Come ogni prodotto derivante da materia prima naturale – in questo caso ovviamente canna da zucchero – una certa variabilità con le annate è scontata. Idem per i processi di fermentazione e distillazione, controllabili sì dall’intervento dell’uomo, ma pur sempre con molte variabili. Per non parlare dei risvolti organolettici diversi che possono scaturire dalle botti, che “segnano” in maniera decisiva il distillato.
L’arte del blending è quindi quella di decidere il profilo organolettico del prodotto finale che si vuole ottenere e, anno per anno, si cerca di raggiungere l’obiettivo pescando da tutti i barili a disposizione. Nel corso degli anni tutte queste variabili incidono e, inevitabilmente, arriva il momento in cui si deve ragionare sull’ipotesi di cambiamenti della “ricetta” del blend: in alcuni casi, si tratta di vere e proprie “rotture” rispetto al passato che, quasi sempre, sono accompagnate dalla messa in commercio di etichette nuove o un repackaging di etichette già presenti. A maggior ragione se a cambiare è anche il master blender, ovvero l’artefice della magica alchimia che porterà al prodotto finale: nel 2019 Trudiann Branker è diventata la prima donna a capo del processo di produzione. I due rum che abbiamo assaggiato sono quindi figli di questa piccola “rivoluzione”.
Mount Gay Black Barrel
Affina in un legno carbonizzato, dove permane però per un tempo non troppo lungo, in modo da non estrarre troppo pigmento. Dopo la miscelazione di barili ex-bourbon di età variabile tra i 3 e i 7 anni, il blend fa una finitura di 6 mesi nella stessa tipologia di botti ma con una carbonizzazione più accentuate. Al naso si presenta con evidenti sentori di burro, di latte di cocco, vaniglia, caramello, caffè, liquirizia e panpepato. Un profilo aromatico molto divertente, su un registro di speziatura decisamente morbida. Questa “piacioneria” olfattiva te l’aspetti anche in bocca. E infatti l’assaggio è dolce e vellutato, rotondo ma dal finale molto pulito, dove l’evidente dolcezza trova tutto sommato un buon equilibrio col resto delle componenti, chiudendo su un finale lievemente resinoso e legnoso.
Mount Gay XO
Etichetta storica della casa, prodotta in lotti limitati. Qui il blend va dai 5 ai 17 anni, con affinamenti in botti di legni diversi, sia ex-bourbon e che ex-cognac. All’inizio si presenta piuttosto chiuso, con note di ossidazione chiaramente più evidenti. Frutta secca, miele, dattero, caramello, cacao, fumo da camino…pian piano il naso si rivela. Si apre con l’ossigenazione, come previsto per un prodotto che ha un lungo invecchiamento. Grandissimo equilibrio al palato, con un alcol che spinge ma viene sorretto da una texture “palpabile”. Il finale è lunghissimo, di grande pulizia, su note di frutta secca e tostatura.

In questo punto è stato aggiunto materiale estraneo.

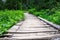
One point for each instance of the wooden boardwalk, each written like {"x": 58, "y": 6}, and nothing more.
{"x": 31, "y": 28}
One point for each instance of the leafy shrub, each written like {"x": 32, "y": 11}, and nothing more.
{"x": 9, "y": 18}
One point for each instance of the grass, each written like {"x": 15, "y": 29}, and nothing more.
{"x": 52, "y": 15}
{"x": 9, "y": 18}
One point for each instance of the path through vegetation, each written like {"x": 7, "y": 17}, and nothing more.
{"x": 32, "y": 28}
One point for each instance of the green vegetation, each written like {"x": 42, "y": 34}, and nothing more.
{"x": 8, "y": 18}
{"x": 48, "y": 9}
{"x": 52, "y": 15}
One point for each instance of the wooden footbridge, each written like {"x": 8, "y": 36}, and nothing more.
{"x": 32, "y": 28}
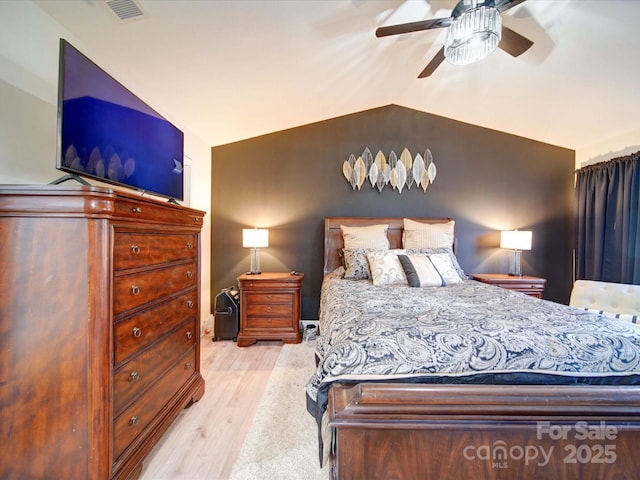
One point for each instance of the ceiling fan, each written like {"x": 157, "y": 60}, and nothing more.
{"x": 474, "y": 30}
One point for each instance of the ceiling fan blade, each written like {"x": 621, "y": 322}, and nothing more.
{"x": 433, "y": 64}
{"x": 513, "y": 43}
{"x": 503, "y": 5}
{"x": 413, "y": 27}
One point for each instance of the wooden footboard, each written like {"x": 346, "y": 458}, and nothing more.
{"x": 407, "y": 431}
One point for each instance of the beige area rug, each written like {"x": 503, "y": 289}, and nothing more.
{"x": 282, "y": 440}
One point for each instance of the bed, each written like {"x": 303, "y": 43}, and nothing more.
{"x": 467, "y": 380}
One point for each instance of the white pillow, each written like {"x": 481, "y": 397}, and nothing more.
{"x": 427, "y": 235}
{"x": 386, "y": 268}
{"x": 420, "y": 271}
{"x": 445, "y": 267}
{"x": 629, "y": 317}
{"x": 370, "y": 236}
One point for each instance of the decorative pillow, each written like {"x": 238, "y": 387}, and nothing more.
{"x": 356, "y": 265}
{"x": 371, "y": 236}
{"x": 629, "y": 317}
{"x": 386, "y": 268}
{"x": 445, "y": 267}
{"x": 427, "y": 235}
{"x": 420, "y": 271}
{"x": 448, "y": 251}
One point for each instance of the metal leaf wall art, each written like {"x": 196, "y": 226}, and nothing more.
{"x": 399, "y": 173}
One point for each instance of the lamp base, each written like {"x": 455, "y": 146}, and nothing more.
{"x": 515, "y": 269}
{"x": 255, "y": 263}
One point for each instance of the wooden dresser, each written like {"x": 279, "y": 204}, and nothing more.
{"x": 532, "y": 286}
{"x": 99, "y": 328}
{"x": 269, "y": 308}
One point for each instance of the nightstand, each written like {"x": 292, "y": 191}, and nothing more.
{"x": 533, "y": 286}
{"x": 269, "y": 308}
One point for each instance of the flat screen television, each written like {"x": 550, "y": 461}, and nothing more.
{"x": 107, "y": 133}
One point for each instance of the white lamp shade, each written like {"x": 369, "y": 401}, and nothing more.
{"x": 515, "y": 239}
{"x": 255, "y": 237}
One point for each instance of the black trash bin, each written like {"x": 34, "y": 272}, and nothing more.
{"x": 227, "y": 315}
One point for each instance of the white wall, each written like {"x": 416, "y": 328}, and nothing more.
{"x": 29, "y": 41}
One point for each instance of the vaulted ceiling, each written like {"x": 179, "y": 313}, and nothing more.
{"x": 229, "y": 70}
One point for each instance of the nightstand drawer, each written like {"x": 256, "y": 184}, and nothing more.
{"x": 520, "y": 286}
{"x": 269, "y": 308}
{"x": 270, "y": 297}
{"x": 268, "y": 322}
{"x": 266, "y": 309}
{"x": 532, "y": 286}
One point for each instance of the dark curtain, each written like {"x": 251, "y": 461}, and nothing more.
{"x": 607, "y": 220}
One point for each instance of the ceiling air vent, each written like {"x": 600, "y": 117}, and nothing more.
{"x": 126, "y": 10}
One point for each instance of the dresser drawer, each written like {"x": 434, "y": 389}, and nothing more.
{"x": 136, "y": 289}
{"x": 276, "y": 310}
{"x": 134, "y": 333}
{"x": 268, "y": 322}
{"x": 134, "y": 420}
{"x": 142, "y": 211}
{"x": 138, "y": 374}
{"x": 139, "y": 249}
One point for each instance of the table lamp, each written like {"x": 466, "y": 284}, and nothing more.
{"x": 255, "y": 238}
{"x": 516, "y": 241}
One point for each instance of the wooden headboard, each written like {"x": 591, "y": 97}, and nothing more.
{"x": 333, "y": 234}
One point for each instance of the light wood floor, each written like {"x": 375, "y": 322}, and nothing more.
{"x": 205, "y": 440}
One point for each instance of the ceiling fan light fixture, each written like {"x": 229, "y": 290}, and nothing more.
{"x": 473, "y": 35}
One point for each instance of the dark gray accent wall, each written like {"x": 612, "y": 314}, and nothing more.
{"x": 288, "y": 181}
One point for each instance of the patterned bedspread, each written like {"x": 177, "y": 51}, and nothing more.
{"x": 461, "y": 334}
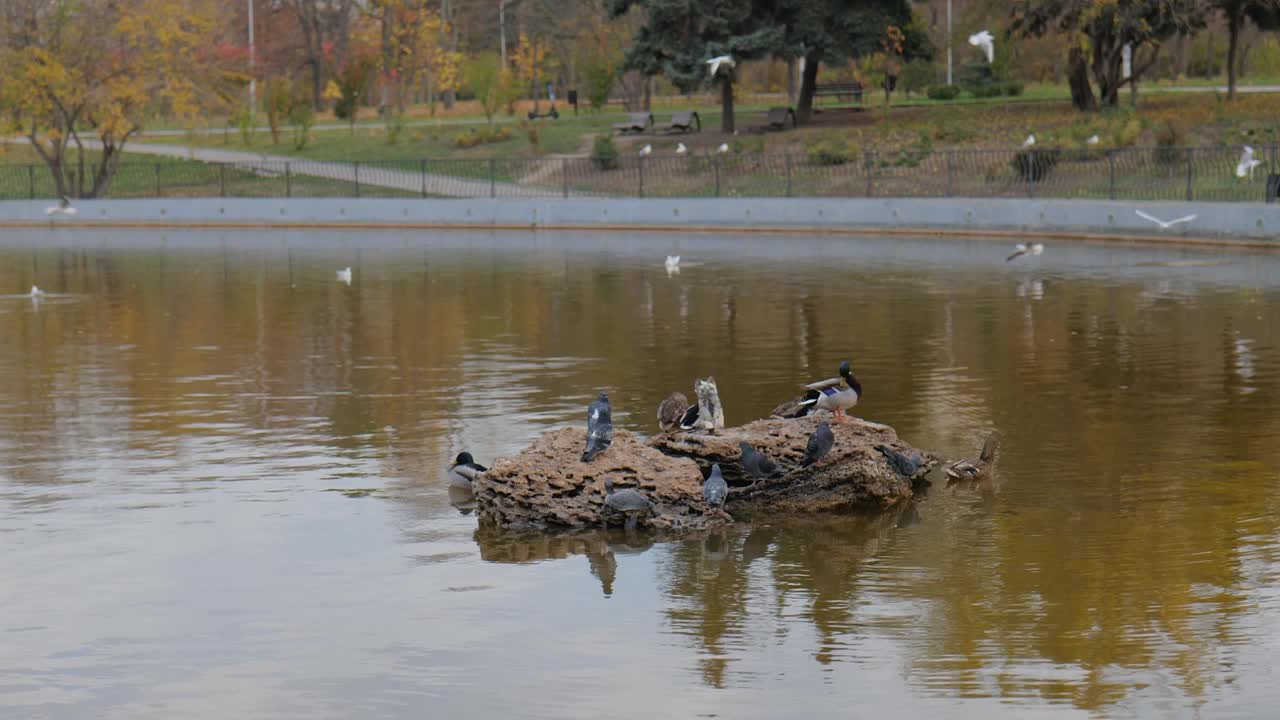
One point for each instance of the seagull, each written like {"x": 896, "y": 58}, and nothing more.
{"x": 1165, "y": 224}
{"x": 63, "y": 208}
{"x": 987, "y": 42}
{"x": 714, "y": 64}
{"x": 1024, "y": 249}
{"x": 1247, "y": 163}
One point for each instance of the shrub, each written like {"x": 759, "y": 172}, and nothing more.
{"x": 1034, "y": 165}
{"x": 604, "y": 153}
{"x": 944, "y": 92}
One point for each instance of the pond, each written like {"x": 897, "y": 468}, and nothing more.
{"x": 222, "y": 478}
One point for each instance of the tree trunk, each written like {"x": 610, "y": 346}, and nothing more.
{"x": 808, "y": 81}
{"x": 727, "y": 104}
{"x": 1078, "y": 77}
{"x": 1234, "y": 18}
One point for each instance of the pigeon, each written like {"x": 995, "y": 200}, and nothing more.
{"x": 903, "y": 464}
{"x": 1247, "y": 163}
{"x": 63, "y": 208}
{"x": 599, "y": 427}
{"x": 714, "y": 64}
{"x": 987, "y": 42}
{"x": 716, "y": 490}
{"x": 819, "y": 445}
{"x": 757, "y": 464}
{"x": 1025, "y": 249}
{"x": 1165, "y": 224}
{"x": 671, "y": 411}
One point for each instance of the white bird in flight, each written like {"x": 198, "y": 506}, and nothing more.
{"x": 63, "y": 208}
{"x": 1247, "y": 163}
{"x": 1024, "y": 249}
{"x": 987, "y": 42}
{"x": 1165, "y": 224}
{"x": 714, "y": 64}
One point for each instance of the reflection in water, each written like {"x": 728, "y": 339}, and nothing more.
{"x": 177, "y": 405}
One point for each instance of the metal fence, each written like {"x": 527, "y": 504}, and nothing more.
{"x": 1132, "y": 173}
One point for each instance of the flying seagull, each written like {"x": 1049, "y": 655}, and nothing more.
{"x": 1025, "y": 249}
{"x": 1165, "y": 224}
{"x": 63, "y": 208}
{"x": 1247, "y": 163}
{"x": 987, "y": 42}
{"x": 714, "y": 64}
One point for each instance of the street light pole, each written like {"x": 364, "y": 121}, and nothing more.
{"x": 949, "y": 42}
{"x": 252, "y": 54}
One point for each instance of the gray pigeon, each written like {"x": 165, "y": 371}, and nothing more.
{"x": 599, "y": 427}
{"x": 819, "y": 445}
{"x": 716, "y": 490}
{"x": 901, "y": 464}
{"x": 755, "y": 464}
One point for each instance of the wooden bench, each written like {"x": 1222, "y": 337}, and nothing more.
{"x": 684, "y": 122}
{"x": 778, "y": 118}
{"x": 636, "y": 122}
{"x": 853, "y": 89}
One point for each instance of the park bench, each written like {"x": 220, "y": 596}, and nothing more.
{"x": 853, "y": 89}
{"x": 636, "y": 122}
{"x": 684, "y": 122}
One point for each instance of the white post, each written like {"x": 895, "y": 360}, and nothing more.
{"x": 252, "y": 53}
{"x": 949, "y": 42}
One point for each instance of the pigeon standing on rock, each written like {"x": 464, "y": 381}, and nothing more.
{"x": 599, "y": 427}
{"x": 819, "y": 445}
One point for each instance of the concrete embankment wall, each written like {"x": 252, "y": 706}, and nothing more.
{"x": 1256, "y": 224}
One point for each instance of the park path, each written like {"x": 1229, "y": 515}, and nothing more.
{"x": 366, "y": 176}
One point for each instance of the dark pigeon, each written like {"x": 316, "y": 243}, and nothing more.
{"x": 755, "y": 464}
{"x": 599, "y": 427}
{"x": 819, "y": 445}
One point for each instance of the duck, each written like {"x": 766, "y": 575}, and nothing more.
{"x": 464, "y": 470}
{"x": 835, "y": 393}
{"x": 976, "y": 469}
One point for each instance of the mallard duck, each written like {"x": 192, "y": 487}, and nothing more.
{"x": 464, "y": 470}
{"x": 977, "y": 469}
{"x": 836, "y": 393}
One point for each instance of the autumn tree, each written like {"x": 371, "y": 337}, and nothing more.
{"x": 86, "y": 76}
{"x": 1100, "y": 30}
{"x": 1262, "y": 13}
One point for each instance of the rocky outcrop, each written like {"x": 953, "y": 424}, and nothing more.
{"x": 548, "y": 486}
{"x": 851, "y": 477}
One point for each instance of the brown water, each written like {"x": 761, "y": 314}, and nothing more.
{"x": 181, "y": 408}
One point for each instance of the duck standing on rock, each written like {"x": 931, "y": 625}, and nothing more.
{"x": 626, "y": 501}
{"x": 979, "y": 469}
{"x": 599, "y": 427}
{"x": 819, "y": 445}
{"x": 464, "y": 470}
{"x": 716, "y": 491}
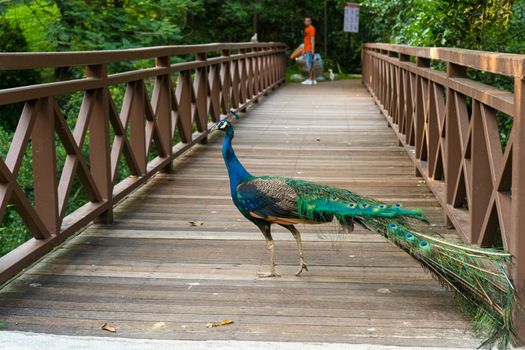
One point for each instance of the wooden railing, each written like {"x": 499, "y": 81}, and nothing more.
{"x": 186, "y": 99}
{"x": 448, "y": 124}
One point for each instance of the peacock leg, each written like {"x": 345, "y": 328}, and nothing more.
{"x": 271, "y": 252}
{"x": 297, "y": 236}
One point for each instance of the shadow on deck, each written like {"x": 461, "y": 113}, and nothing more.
{"x": 154, "y": 275}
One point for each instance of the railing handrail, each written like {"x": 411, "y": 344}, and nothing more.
{"x": 35, "y": 60}
{"x": 494, "y": 62}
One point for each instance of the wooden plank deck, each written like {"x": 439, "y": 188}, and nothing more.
{"x": 153, "y": 275}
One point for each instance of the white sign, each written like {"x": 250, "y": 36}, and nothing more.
{"x": 351, "y": 23}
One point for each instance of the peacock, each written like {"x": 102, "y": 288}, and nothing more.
{"x": 478, "y": 277}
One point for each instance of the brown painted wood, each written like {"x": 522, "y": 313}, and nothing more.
{"x": 152, "y": 266}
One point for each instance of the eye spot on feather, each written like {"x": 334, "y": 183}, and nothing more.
{"x": 410, "y": 237}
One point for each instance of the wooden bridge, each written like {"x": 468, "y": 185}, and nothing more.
{"x": 169, "y": 253}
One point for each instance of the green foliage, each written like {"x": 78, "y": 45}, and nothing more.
{"x": 32, "y": 17}
{"x": 491, "y": 25}
{"x": 12, "y": 40}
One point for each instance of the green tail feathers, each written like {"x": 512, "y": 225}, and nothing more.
{"x": 478, "y": 277}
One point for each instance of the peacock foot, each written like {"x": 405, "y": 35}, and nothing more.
{"x": 267, "y": 274}
{"x": 301, "y": 268}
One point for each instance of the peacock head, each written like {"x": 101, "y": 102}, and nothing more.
{"x": 225, "y": 126}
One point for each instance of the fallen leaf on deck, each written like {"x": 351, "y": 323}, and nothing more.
{"x": 109, "y": 328}
{"x": 218, "y": 324}
{"x": 159, "y": 325}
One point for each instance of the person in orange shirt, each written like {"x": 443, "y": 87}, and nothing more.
{"x": 309, "y": 50}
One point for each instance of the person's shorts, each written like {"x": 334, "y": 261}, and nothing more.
{"x": 309, "y": 60}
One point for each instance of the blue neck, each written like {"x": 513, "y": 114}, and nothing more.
{"x": 236, "y": 170}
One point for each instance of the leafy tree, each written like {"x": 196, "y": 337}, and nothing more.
{"x": 12, "y": 40}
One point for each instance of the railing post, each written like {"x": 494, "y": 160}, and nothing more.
{"x": 161, "y": 103}
{"x": 419, "y": 121}
{"x": 200, "y": 86}
{"x": 517, "y": 238}
{"x": 226, "y": 82}
{"x": 44, "y": 165}
{"x": 243, "y": 91}
{"x": 256, "y": 74}
{"x": 452, "y": 138}
{"x": 99, "y": 150}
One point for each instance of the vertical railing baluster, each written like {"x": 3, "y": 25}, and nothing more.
{"x": 44, "y": 165}
{"x": 452, "y": 138}
{"x": 161, "y": 103}
{"x": 244, "y": 78}
{"x": 517, "y": 239}
{"x": 226, "y": 82}
{"x": 99, "y": 149}
{"x": 419, "y": 122}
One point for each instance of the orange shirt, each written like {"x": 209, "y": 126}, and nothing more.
{"x": 309, "y": 33}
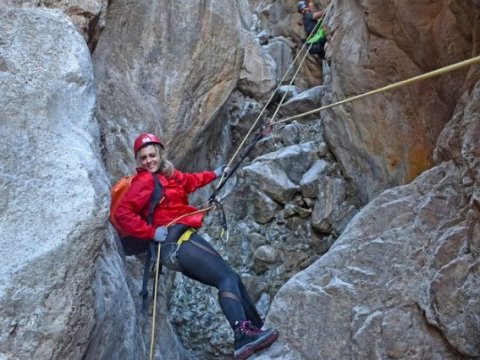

Due espressioni diverse, pensate per due target di pubblico differenti. Il primo è perfetto per una bevuta conviviale, spensierata, magari anche in miscelazione. Il secondo è tagliato per il bevitore che ama il rum liscio e di grande complessità, da sorseggiare con calma. Un rum da “meditazione” insomma, più per intenditori.